# Silly question...



## Prizm (Jun 28, 2006)

When Target goes outside, he pecks at all sorts of seeds and things in the lawn. Most are brown seeds the size of a pea (We have a cotton wood tree and some sort of pine tree in the yard). Does Target instinctively know what's ok to eat, or should I be concerned?


----------



## Skyeking (Jan 17, 2003)

Prizm said:


> When Target goes outside, he pecks at all sorts of seeds and things in the lawn. Most are brown seeds the size of a pea (We have a cotton wood tree and some sort of pine tree in the yard).
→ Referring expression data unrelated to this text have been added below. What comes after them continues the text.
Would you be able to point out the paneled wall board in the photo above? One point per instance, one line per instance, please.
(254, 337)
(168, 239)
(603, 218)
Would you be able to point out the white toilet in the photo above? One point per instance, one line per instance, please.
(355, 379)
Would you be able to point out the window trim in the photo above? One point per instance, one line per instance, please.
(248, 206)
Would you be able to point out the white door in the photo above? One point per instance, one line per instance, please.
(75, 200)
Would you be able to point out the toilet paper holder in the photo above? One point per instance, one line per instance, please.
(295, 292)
Does Target instinctively know what's ok to eat, or should I be concerned?


I don't think that is a silly question at all.
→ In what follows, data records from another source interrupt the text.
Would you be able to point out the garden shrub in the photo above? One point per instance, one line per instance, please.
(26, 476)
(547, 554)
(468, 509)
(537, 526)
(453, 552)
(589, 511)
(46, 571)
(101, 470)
Birds don't instinctively peck at what is good for them, but they will peck at what is tasty as well as any kind of little rocks, when they crave some minerals.
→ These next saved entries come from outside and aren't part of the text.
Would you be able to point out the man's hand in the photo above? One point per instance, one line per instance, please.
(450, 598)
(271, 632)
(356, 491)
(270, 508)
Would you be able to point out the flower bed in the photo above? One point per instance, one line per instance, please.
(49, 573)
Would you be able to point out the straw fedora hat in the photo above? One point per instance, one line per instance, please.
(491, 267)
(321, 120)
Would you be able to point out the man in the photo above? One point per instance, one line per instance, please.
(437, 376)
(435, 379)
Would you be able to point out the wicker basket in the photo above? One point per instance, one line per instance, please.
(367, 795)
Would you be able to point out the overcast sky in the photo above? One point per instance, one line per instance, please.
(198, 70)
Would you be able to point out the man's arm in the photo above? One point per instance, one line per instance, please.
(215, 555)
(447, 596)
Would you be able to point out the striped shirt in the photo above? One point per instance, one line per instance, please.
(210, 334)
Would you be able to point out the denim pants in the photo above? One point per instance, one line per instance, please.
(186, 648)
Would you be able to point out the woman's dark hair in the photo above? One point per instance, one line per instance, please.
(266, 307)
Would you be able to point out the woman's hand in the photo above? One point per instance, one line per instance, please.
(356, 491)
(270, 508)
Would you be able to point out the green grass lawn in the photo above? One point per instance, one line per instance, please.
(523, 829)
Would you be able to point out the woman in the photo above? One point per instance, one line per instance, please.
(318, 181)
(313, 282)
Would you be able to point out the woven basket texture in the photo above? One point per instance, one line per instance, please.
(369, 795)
I would be more concerned with any residual toxins in the ground or lawn.
Have you used any insecticides/chemical fertilizers?

How long has Target been allowed to forage?

Here is a list of plants that are actually toxic to birds, you might check a plant/tree book and find out about partical plants/trees around your yard.


http://www.pigeons.biz/forums/showthread.php?t=5047


----------



## Hamza (Dec 28, 2006)

Is paint that is scraping off the walls outside dangerous? My pigeons eat grit like seeds then go out and eat more gravel/sand/tiny rocks... Y?


----------



## Lovebirds (Sep 6, 2002)

Prizm said:


> When Target goes outside, he pecks at all sorts of seeds and things in the lawn. Most are brown seeds the size of a pea (We have a cotton wood tree and some sort of pine tree in the yard). Does Target instinctively know what's ok to eat, or should I be concerned?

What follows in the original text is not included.